Btw. parallax mapping is already declining, all the hype is on tesselation now...
That also has it's own set of caveats. But hey, it's always a compromise when doing realtime stuff I guess.
To be honest, popper artist authored normal maps would go a long way already.
Worst thing Trem can do imo is to add phong or blinn to everything, without redoing the assets to work with them.
It's also not as simple as people like to think...
When you add bumpmapping in the best case your texture memory consumption doubles, but usually it's much more.
Color textures can be compressed with a 1/6 or 1/8 ratio and it looks fine mostly, but when you do it on normalmaps it turns into a pixelly mess. So either you use something like 3dc which halves the memory for them, but that's not supported on older gpus. So you can decide to limit their size, but it's still kind of stupid since you're thrown back half a decade in terms of texture resolution. Then you need to make sure the lightmapping works with it, which means rewriting stuff in the editor, engine and compiler. And unless you make everything realtime it's going to triple memory consumption for lightmaps. Making it realtime wouldn't work well mostly for people with older hardware.

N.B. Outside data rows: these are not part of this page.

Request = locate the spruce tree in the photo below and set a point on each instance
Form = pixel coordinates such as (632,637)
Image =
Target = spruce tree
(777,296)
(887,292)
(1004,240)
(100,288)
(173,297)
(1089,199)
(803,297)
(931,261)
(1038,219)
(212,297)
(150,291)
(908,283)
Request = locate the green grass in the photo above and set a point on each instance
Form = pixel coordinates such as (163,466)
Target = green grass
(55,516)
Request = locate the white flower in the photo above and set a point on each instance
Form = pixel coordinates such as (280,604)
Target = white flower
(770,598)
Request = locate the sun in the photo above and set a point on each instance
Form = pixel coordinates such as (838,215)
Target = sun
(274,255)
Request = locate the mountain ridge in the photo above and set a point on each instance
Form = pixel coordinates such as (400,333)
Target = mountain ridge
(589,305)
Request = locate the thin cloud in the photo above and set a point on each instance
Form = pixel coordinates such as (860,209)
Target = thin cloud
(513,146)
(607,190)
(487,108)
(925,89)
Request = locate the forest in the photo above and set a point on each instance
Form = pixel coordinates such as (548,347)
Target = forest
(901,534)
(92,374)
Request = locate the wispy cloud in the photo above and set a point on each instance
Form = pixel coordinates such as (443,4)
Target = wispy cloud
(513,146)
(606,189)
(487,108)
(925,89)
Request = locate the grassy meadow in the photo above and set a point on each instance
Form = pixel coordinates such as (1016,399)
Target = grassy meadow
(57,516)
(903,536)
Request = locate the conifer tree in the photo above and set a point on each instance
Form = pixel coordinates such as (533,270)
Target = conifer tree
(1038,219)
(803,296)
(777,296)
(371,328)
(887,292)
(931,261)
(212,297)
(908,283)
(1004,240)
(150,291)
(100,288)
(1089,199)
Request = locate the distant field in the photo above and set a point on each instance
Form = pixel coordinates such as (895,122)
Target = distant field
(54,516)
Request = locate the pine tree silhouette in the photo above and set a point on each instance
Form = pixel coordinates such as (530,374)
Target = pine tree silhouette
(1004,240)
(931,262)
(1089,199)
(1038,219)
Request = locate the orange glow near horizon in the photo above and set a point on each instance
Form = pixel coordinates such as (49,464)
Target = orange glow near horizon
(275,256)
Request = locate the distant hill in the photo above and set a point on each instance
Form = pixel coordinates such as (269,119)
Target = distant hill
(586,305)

If you add speculars to the bumpmaps things really start to get out of hand, all the textures which looked fine in the fixed function renderer suddenly show their age much more, because 128² textures tend to look fine when all you have is vertex diffuse lighting and bilinear filtering. When you add per pixel specular, it just looks awful most of the time. So for it to get up to todays standards you need to redo most of the texturing in high resolution, on top of the massive increase in texture memory. And that's not only problematic from a rendering point of view, but download sizes increase, artist time increases, internet bandwidth and server costs become more expensive.
And if you want to do pretty phong or blinn style speculars you quickly need color specmaps and a glossiness map.
Ofcourse then you run into the issue of shader aliasing which cannot be resolved with msaa. Plus it's kind of silly to have all pixel perfect geometry without players casting shadows. So you need shadowmapping and all. But that also has gameplay implications (e.g. you can see the shadow of the lisk sneaking up behind you, unless you have it turned off). You can ofcourse make the shadows only cast right down, kind of a improved blob shadow kind of thing.
But how viable is all that stuff when you're working with a renderer that is still stuck in 1999?
What I'm trying to say is, it's a slippery slope, every change has implications where you wouldn't expect them.
And going from fixed function rendering to per pixel lighting isn't as easy as people like to think.